Falling in love can be scary, if we’re being honest. Giving yourself to someone and hoping they feel the same way? Shoot, if I hadn’t experienced it before (or had a severe distrust of people), I’d be afraid of it completely. The duo of Lasko and Kestler discusses that feeling of falling too deep in love with someone a bit too quickly, while things are still being worked out. Sonically, the song isn’t exactly hip-hop but isn’t poppy and sunny either. It resides in a space that reminds me of a darker Twenty One Pilots. It’s an interesting song, for sure.

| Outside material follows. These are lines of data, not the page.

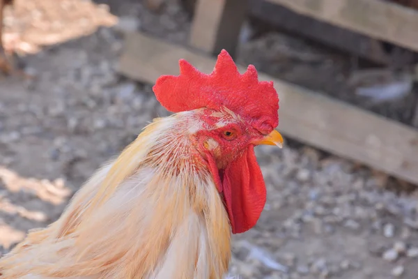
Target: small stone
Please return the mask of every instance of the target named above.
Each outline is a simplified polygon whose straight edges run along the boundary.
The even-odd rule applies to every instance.
[[[344,223],[344,227],[357,230],[360,227],[360,224],[359,224],[358,222],[356,222],[354,220],[347,220]]]
[[[406,243],[402,241],[396,241],[394,244],[394,249],[398,252],[398,254],[404,254],[406,252]]]
[[[320,258],[315,261],[311,266],[311,271],[314,273],[320,273],[327,271],[327,261],[324,258]]]
[[[350,269],[350,261],[348,259],[344,259],[340,263],[340,267],[343,270],[347,270]]]
[[[395,277],[401,277],[403,274],[405,268],[403,266],[397,266],[392,271],[392,274]]]
[[[59,158],[60,151],[59,149],[56,147],[54,147],[51,150],[49,150],[49,158],[53,161],[56,161]]]
[[[309,179],[311,176],[311,172],[307,169],[302,169],[297,172],[296,174],[296,179],[301,182],[306,182]]]
[[[395,262],[398,259],[398,255],[396,250],[389,249],[383,253],[382,257],[388,262]]]
[[[120,17],[114,29],[120,33],[134,32],[139,29],[141,22],[136,17]]]
[[[94,120],[93,126],[95,130],[101,130],[106,127],[106,120],[102,119],[97,119]]]
[[[309,268],[305,265],[300,265],[296,268],[296,271],[297,271],[299,274],[306,275],[309,273]]]
[[[383,227],[383,235],[386,237],[394,237],[395,234],[395,226],[391,223],[387,223]]]
[[[295,265],[295,262],[296,261],[296,256],[293,254],[286,253],[283,255],[283,259],[284,261],[284,264],[288,266],[293,266]]]
[[[406,256],[409,257],[418,257],[418,248],[412,247],[406,252]]]

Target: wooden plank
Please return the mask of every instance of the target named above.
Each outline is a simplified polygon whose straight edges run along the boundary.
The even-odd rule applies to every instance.
[[[208,73],[215,62],[141,33],[130,35],[125,43],[119,71],[142,82],[178,75],[182,58]],[[274,81],[280,98],[278,130],[285,136],[418,184],[417,130],[263,73],[259,78]]]
[[[199,0],[189,45],[209,54],[225,49],[233,56],[245,18],[246,3],[242,0]]]
[[[381,41],[365,35],[316,20],[265,0],[249,0],[249,10],[251,16],[281,31],[301,36],[380,64],[392,62],[389,53],[385,52]],[[409,56],[402,59],[402,61],[411,63],[410,56],[412,52],[404,50],[407,52],[405,56]]]
[[[418,11],[382,0],[267,0],[302,15],[418,51]]]

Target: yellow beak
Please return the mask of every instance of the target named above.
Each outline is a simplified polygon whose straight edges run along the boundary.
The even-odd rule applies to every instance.
[[[280,133],[276,130],[273,130],[272,133],[264,137],[261,141],[256,142],[256,144],[277,145],[279,148],[281,148],[283,147],[283,137],[281,137]]]

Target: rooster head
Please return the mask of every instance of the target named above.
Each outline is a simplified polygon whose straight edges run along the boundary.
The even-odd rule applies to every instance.
[[[240,74],[222,50],[206,75],[181,59],[180,75],[160,77],[153,86],[158,101],[172,112],[191,112],[187,133],[224,199],[232,232],[254,227],[266,199],[266,190],[254,147],[281,147],[274,130],[279,98],[272,82],[259,82],[250,65]]]

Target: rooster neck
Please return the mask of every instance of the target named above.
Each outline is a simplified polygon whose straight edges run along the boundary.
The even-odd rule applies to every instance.
[[[148,126],[56,222],[0,262],[3,276],[222,278],[231,259],[228,215],[209,172],[187,154],[187,137],[173,139],[181,135],[176,123]]]

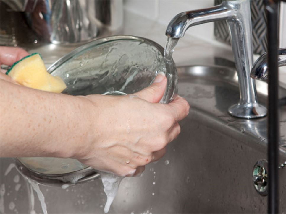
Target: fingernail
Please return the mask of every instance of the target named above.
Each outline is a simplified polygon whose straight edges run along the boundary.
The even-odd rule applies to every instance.
[[[155,78],[154,82],[155,83],[161,82],[162,80],[164,79],[165,76],[166,76],[166,75],[165,75],[165,73],[162,71],[159,72],[157,74],[156,78]]]

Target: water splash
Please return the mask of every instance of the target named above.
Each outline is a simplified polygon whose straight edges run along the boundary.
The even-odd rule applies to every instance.
[[[169,61],[172,59],[172,55],[175,49],[175,46],[179,41],[179,38],[168,37],[166,43],[164,51],[164,58]]]
[[[32,193],[33,192],[33,189],[35,190],[35,191],[36,192],[36,193],[37,193],[37,195],[38,197],[38,199],[41,203],[41,206],[42,207],[42,210],[43,210],[43,213],[44,214],[48,214],[48,212],[47,211],[47,206],[45,202],[45,197],[44,196],[43,193],[40,189],[39,185],[37,183],[29,179],[28,179],[28,181],[30,183],[31,187],[33,188],[33,189],[31,189],[31,195],[32,194]],[[34,198],[33,193],[33,198]],[[33,200],[34,201],[34,200]],[[32,201],[32,200],[31,200],[31,201]],[[33,208],[33,205],[32,206],[32,207],[33,209],[32,209],[32,210],[31,211],[31,212],[33,211],[34,211]]]
[[[168,166],[169,165],[169,160],[166,160],[165,161],[165,165],[166,166]]]

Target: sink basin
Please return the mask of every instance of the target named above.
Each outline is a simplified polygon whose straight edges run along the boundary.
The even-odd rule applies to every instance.
[[[190,114],[180,122],[181,134],[168,145],[166,155],[148,165],[141,177],[123,179],[109,213],[266,213],[267,197],[256,191],[252,179],[256,163],[267,158],[267,117],[248,120],[228,114],[228,108],[239,97],[233,68],[193,66],[178,70],[179,94],[191,106]],[[258,85],[261,103],[266,102],[267,89],[265,82]],[[280,92],[286,94],[283,89]],[[285,109],[280,120],[279,162],[283,163],[286,161]],[[24,178],[20,176],[16,182],[19,174],[10,165],[13,161],[1,159],[0,192],[5,213],[14,213],[15,209],[29,213],[31,209],[42,212],[35,193],[34,207],[31,206],[30,187]],[[286,167],[279,170],[283,202],[286,201]],[[99,179],[64,189],[40,188],[48,213],[103,212],[106,197]],[[286,212],[285,203],[280,203],[279,210]]]

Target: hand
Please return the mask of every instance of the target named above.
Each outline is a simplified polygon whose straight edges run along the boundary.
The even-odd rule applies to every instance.
[[[20,48],[0,47],[0,66],[2,65],[12,66],[23,57],[29,55],[29,53],[24,49]],[[1,69],[0,79],[15,83],[9,76],[6,75],[7,71]]]
[[[180,133],[178,122],[189,108],[179,96],[168,104],[157,103],[166,82],[160,75],[151,86],[133,94],[83,97],[94,106],[90,111],[93,136],[73,157],[121,176],[142,173],[144,166],[161,158]]]

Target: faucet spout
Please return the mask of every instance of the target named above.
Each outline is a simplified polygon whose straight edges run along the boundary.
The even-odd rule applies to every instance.
[[[253,79],[268,79],[268,67],[267,65],[267,52],[260,56],[255,61],[251,69],[250,76]],[[286,48],[278,50],[278,66],[286,66]]]
[[[180,38],[191,26],[222,20],[229,26],[240,94],[239,102],[228,112],[248,119],[264,117],[267,110],[258,103],[255,83],[250,76],[253,59],[249,0],[224,0],[218,6],[180,13],[168,25],[166,35]]]
[[[166,35],[172,38],[182,38],[192,26],[227,19],[235,14],[234,11],[229,7],[224,2],[219,5],[208,8],[180,13],[168,24]]]

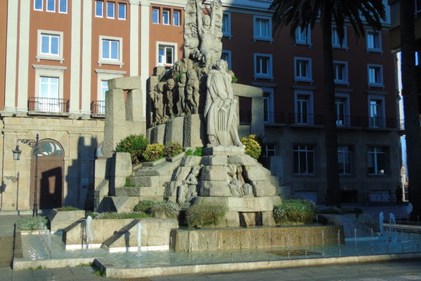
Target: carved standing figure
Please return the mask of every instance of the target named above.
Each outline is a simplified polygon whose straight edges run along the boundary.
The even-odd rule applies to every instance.
[[[210,70],[208,75],[208,91],[203,112],[206,120],[208,147],[234,145],[244,148],[236,128],[237,103],[234,98],[231,80],[223,60],[220,60],[217,69]]]

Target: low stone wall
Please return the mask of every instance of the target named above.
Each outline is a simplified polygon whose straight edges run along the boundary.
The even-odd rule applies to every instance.
[[[94,237],[90,248],[107,247],[109,251],[138,250],[138,223],[142,225],[142,250],[166,250],[170,244],[170,231],[178,228],[175,219],[94,219]],[[62,241],[66,249],[84,249],[86,222],[81,220],[63,231]]]
[[[345,242],[342,226],[259,227],[171,230],[176,251],[217,251],[281,247],[328,245]]]

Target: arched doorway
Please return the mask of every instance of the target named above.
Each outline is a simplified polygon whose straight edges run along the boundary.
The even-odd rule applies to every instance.
[[[34,205],[34,181],[35,181],[35,149],[31,159],[30,207]],[[39,141],[38,152],[38,194],[39,209],[62,207],[63,202],[63,179],[65,153],[62,147],[53,140]]]

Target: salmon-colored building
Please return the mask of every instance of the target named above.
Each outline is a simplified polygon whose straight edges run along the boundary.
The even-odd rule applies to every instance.
[[[272,34],[270,2],[222,1],[222,58],[239,83],[265,92],[263,154],[283,192],[323,203],[321,30],[316,23],[313,30],[297,30],[293,39],[286,29]],[[185,4],[0,1],[1,212],[32,208],[34,148],[18,140],[34,139],[37,133],[39,209],[92,207],[106,81],[140,76],[145,86],[156,65],[169,66],[182,58]],[[342,46],[333,32],[338,170],[345,203],[389,201],[400,183],[389,26],[387,20],[384,31],[368,29],[358,40],[347,27]],[[250,133],[250,114],[251,101],[241,98],[243,135]],[[22,150],[20,161],[13,159],[16,145]]]

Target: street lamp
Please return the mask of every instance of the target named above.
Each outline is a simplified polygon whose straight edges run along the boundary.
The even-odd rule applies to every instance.
[[[21,142],[27,144],[31,148],[35,148],[35,186],[34,190],[34,209],[32,209],[32,217],[38,216],[38,204],[36,204],[36,195],[38,194],[38,151],[39,150],[39,136],[36,134],[36,140],[27,140],[19,138],[16,143]],[[19,145],[16,145],[16,148],[12,150],[13,153],[13,160],[20,160],[22,150],[19,149]]]

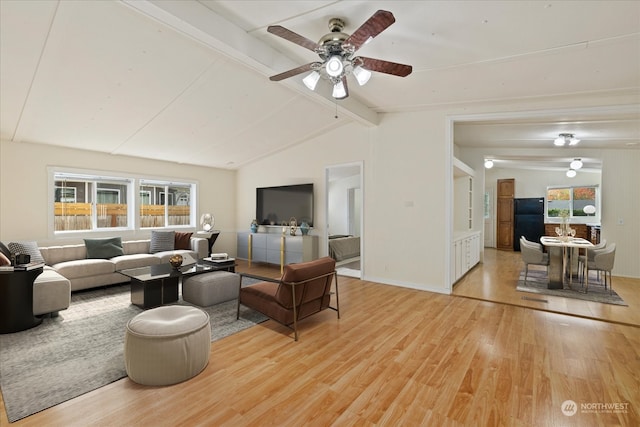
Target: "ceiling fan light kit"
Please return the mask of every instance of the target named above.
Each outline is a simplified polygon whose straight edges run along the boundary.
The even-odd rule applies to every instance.
[[[553,144],[557,147],[564,147],[565,145],[576,145],[580,140],[572,133],[561,133],[556,139],[553,140]]]
[[[271,25],[267,31],[292,43],[315,52],[320,62],[311,62],[289,71],[269,77],[271,81],[280,81],[311,71],[302,82],[310,90],[315,90],[320,78],[325,78],[333,85],[332,96],[344,99],[349,96],[347,76],[353,74],[360,86],[364,86],[371,78],[371,72],[385,73],[406,77],[413,71],[411,65],[398,64],[381,59],[354,56],[364,44],[395,22],[393,14],[386,10],[378,10],[352,35],[342,32],[344,21],[339,18],[329,20],[330,33],[320,38],[318,43],[303,37],[280,25]]]
[[[573,170],[578,170],[583,166],[582,159],[573,159],[569,164],[569,167]]]

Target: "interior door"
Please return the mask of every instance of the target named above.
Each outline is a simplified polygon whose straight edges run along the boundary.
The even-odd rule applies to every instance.
[[[493,213],[493,188],[486,188],[484,192],[484,247],[496,247],[496,232],[494,228],[495,215]]]
[[[513,198],[515,196],[515,179],[499,179],[497,199],[497,237],[496,248],[513,250]]]

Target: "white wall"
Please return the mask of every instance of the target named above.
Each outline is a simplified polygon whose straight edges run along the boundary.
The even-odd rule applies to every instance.
[[[82,241],[82,236],[64,240],[49,236],[48,166],[196,181],[199,189],[197,220],[204,212],[212,213],[216,220],[215,228],[221,230],[214,248],[219,252],[235,251],[235,171],[9,141],[0,141],[0,241],[36,240],[41,245]],[[127,239],[143,239],[150,233],[125,232],[118,235]]]

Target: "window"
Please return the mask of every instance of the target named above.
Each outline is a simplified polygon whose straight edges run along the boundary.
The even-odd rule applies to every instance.
[[[54,232],[130,226],[127,194],[133,180],[55,173]]]
[[[547,218],[588,220],[599,218],[599,191],[597,185],[581,187],[547,187]]]
[[[195,183],[50,170],[53,232],[194,227]],[[136,187],[138,185],[138,187]],[[134,197],[136,193],[138,197]]]
[[[192,226],[192,194],[194,184],[141,180],[140,227]]]

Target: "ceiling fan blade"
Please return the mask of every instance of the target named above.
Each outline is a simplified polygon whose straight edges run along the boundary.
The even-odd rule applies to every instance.
[[[367,58],[358,56],[354,60],[360,60],[362,67],[369,71],[377,71],[378,73],[393,74],[394,76],[407,77],[413,71],[411,65],[398,64],[396,62],[383,61],[382,59]]]
[[[318,47],[318,43],[309,40],[308,38],[301,36],[300,34],[294,33],[291,30],[288,30],[280,25],[270,25],[267,27],[267,31],[271,34],[275,34],[278,37],[282,37],[285,40],[289,40],[292,43],[295,43],[299,46],[305,47],[313,52],[315,52]]]
[[[386,10],[379,10],[374,13],[371,18],[360,26],[351,37],[344,41],[344,44],[353,46],[354,52],[367,42],[370,38],[374,38],[387,29],[391,24],[396,22],[393,13]]]
[[[297,68],[294,68],[289,71],[285,71],[284,73],[276,74],[275,76],[269,77],[269,80],[272,82],[279,82],[280,80],[288,79],[289,77],[297,76],[300,73],[304,73],[305,71],[311,71],[311,67],[315,64],[315,62],[310,62],[308,64],[301,65]]]

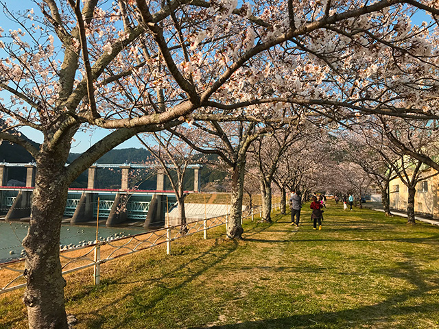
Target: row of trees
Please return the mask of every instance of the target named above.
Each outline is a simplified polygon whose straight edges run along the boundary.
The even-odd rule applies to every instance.
[[[296,127],[273,143],[372,117],[395,149],[439,169],[394,132],[400,122],[438,119],[434,1],[34,2],[19,13],[3,5],[15,27],[0,29],[0,89],[9,94],[0,101],[0,138],[26,148],[38,166],[23,242],[30,328],[67,328],[58,243],[68,186],[137,134],[167,130],[224,160],[233,186],[231,239],[243,231],[246,154],[262,153],[272,142],[253,142],[278,129]],[[431,18],[412,26],[418,12]],[[180,132],[185,123],[203,137]],[[41,132],[40,145],[16,132],[23,126]],[[65,166],[76,132],[95,127],[110,133]],[[320,156],[319,145],[305,143],[299,159],[285,164],[274,151],[273,163],[257,166],[266,195],[266,179],[281,189],[313,180],[272,173],[274,162]]]

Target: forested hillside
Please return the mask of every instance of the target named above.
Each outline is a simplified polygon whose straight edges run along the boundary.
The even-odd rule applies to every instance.
[[[71,162],[80,154],[70,154],[68,161]],[[0,161],[7,162],[28,163],[32,162],[32,156],[22,147],[3,142],[0,144]],[[210,156],[209,162],[214,162],[213,157]],[[151,161],[150,153],[145,149],[112,149],[99,158],[97,163],[101,164],[123,164],[123,163],[145,163]],[[154,190],[156,188],[155,170],[149,172],[146,171],[134,171],[130,180],[132,185],[138,185],[139,188],[145,190]],[[87,186],[87,171],[82,173],[73,183],[71,187],[85,188]],[[217,182],[222,184],[226,173],[211,168],[211,166],[203,164],[201,170],[201,186],[206,185],[209,182]],[[25,182],[26,171],[24,168],[10,168],[8,173],[9,180],[17,180]],[[165,180],[165,189],[171,189],[167,178]],[[117,169],[99,169],[96,174],[97,188],[119,188],[121,184],[121,172]],[[192,191],[193,189],[193,171],[191,169],[187,171],[185,180],[185,189]]]

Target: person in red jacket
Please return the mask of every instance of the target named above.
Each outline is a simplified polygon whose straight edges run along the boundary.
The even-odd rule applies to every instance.
[[[317,223],[318,223],[318,229],[322,230],[322,217],[323,217],[322,208],[323,205],[317,201],[317,197],[313,197],[312,199],[313,202],[309,208],[313,210],[311,219],[313,220],[313,228],[314,230],[317,230]]]

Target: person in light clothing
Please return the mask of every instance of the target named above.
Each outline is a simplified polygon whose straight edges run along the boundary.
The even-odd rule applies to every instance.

Ty Robinson – “Sneaky Link”
Now, I’ll be real with you. I hate the idea of sneaky links. I’d prefer to be out in the open with the person I’m being freaky with. I’m old-school like that but I get the concept and why someone may want to sneak around. Life isn’t black and white, especially when it comes to the people you vibe with physically or romantically. That’s what we get here on “Sneaky Link.” The neo-soul vibes of Ty Robinson’s track remind me of a mix between SZA and Chris Brown, in that they’re smooth and poppy with just the right amount of edge. It’s the perfect anthem for those relationships you can’t be open about–even if you’d like to.
If any of the tracks here seem up your alley or what-have-you, check them out and support dope music in all its forms.